Since this thread is labeled intermediate, we should be able to use a little math. And the math can be made really simple for the cases under discussion.
A general formula for r' (derivative of Schwarzschild r coordinate by time per very distant observer - Schwarzschild time) for ingoing timelike geodesics is for the exterior coordinate patch (R is Schwarzschild radius):
$$r'=(R/r-1)\sqrt{(R/r-1)/e^2+1}$$
For free fall from infinity, take ##e^2=1##, giving
$$r'=(R/r-1)\sqrt{R/r}$$
For free drop from some ##r_0>R##, take ##e^2=1-R/r_0##. For a "thrown" free fall, where the particle, extrapolated back in time, would have some velocity at infinity, take ##e^2=\gamma(v_\infty)^2##.
Without even integrating, it is clear that r' for free fall from infinity becomes zero at infinity and also on approach to the horizont (r=R). The maximum magnitude r' for this case is at r=3R.
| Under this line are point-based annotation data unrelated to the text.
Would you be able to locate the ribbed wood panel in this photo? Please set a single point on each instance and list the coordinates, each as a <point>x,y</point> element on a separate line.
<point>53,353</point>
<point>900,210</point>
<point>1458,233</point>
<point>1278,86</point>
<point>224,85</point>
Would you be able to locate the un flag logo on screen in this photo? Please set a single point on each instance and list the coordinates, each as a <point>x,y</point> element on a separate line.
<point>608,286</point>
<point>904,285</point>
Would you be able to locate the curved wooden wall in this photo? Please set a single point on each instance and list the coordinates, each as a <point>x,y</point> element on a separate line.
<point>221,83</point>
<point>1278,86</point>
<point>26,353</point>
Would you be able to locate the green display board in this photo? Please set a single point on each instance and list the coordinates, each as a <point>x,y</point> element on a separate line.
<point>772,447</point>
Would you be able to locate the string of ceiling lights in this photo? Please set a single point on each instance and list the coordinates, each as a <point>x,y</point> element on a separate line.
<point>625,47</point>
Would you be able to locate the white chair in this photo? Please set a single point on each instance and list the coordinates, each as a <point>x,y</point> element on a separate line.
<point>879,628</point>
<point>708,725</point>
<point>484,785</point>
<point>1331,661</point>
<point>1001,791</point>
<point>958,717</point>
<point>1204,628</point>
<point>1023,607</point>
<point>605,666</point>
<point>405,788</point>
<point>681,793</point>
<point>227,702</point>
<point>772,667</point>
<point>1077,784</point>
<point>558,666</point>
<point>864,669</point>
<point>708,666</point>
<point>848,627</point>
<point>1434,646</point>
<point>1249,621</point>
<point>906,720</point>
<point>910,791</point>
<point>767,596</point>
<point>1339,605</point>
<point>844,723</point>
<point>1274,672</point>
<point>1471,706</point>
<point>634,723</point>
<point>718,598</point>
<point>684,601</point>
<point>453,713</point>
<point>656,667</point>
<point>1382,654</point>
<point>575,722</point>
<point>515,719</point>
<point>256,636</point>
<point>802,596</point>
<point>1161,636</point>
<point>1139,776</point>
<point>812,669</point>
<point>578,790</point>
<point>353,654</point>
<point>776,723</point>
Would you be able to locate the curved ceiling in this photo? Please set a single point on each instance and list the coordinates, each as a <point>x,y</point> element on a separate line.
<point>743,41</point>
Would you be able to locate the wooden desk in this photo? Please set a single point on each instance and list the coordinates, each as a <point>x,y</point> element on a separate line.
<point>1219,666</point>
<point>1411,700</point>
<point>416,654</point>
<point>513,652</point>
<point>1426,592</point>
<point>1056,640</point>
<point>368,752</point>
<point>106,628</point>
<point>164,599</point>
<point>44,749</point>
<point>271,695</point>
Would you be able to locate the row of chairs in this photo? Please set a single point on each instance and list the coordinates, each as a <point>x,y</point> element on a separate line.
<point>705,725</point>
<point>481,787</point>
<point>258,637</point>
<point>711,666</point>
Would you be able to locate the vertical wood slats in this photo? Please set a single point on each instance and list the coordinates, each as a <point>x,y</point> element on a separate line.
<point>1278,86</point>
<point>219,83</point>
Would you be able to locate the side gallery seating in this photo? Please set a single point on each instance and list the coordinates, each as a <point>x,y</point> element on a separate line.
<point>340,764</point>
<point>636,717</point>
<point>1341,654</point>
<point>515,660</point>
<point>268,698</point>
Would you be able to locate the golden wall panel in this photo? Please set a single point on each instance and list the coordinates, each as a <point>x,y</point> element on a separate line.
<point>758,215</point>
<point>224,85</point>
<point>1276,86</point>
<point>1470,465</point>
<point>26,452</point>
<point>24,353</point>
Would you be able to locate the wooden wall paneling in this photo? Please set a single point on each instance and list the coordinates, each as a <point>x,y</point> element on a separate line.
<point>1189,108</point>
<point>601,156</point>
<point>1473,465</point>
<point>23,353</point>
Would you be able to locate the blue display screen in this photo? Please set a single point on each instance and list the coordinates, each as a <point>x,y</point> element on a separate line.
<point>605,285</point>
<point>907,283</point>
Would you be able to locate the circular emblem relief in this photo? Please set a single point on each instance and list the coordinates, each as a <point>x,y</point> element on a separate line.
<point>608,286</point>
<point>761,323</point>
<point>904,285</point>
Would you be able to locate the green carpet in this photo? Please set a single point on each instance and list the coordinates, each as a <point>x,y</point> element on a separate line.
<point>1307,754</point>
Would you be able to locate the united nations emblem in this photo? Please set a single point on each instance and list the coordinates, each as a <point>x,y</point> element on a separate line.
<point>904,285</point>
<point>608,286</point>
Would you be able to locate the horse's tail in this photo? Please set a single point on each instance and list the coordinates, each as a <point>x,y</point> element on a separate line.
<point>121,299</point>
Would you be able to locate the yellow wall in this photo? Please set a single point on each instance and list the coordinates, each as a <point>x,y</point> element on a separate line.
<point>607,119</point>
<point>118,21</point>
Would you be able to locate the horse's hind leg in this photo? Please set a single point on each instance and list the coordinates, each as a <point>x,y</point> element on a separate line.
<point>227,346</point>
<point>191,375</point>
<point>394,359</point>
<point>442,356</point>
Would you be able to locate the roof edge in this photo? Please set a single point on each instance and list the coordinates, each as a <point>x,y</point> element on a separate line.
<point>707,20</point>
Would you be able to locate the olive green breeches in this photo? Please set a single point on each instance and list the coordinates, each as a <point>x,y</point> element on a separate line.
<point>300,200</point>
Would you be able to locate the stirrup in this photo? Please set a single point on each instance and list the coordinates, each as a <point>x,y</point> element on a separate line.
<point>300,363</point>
For a free faller (from infinity) passing a platform drop, you see r' is nonzero for the free faller at ##r_0##, and that r'=0 at ##r_0## for the drop from this altitude. At lower altitudes, you see that for the platform drop, r' increases in magnitude, then approaches zero at the horizon, but any any altitude from ##r_0## down to R, r' for free fall from infinity is larger in magnitude. Thus, the free faller (from infinity) has always increasing difference in r coordinate from the platform drop, following the coincidence event where it is zero.
While there is a closed form for t=f(r), the integration is quite messy, and doesn't really tell us more than can be deduced from the simple expressions for r'.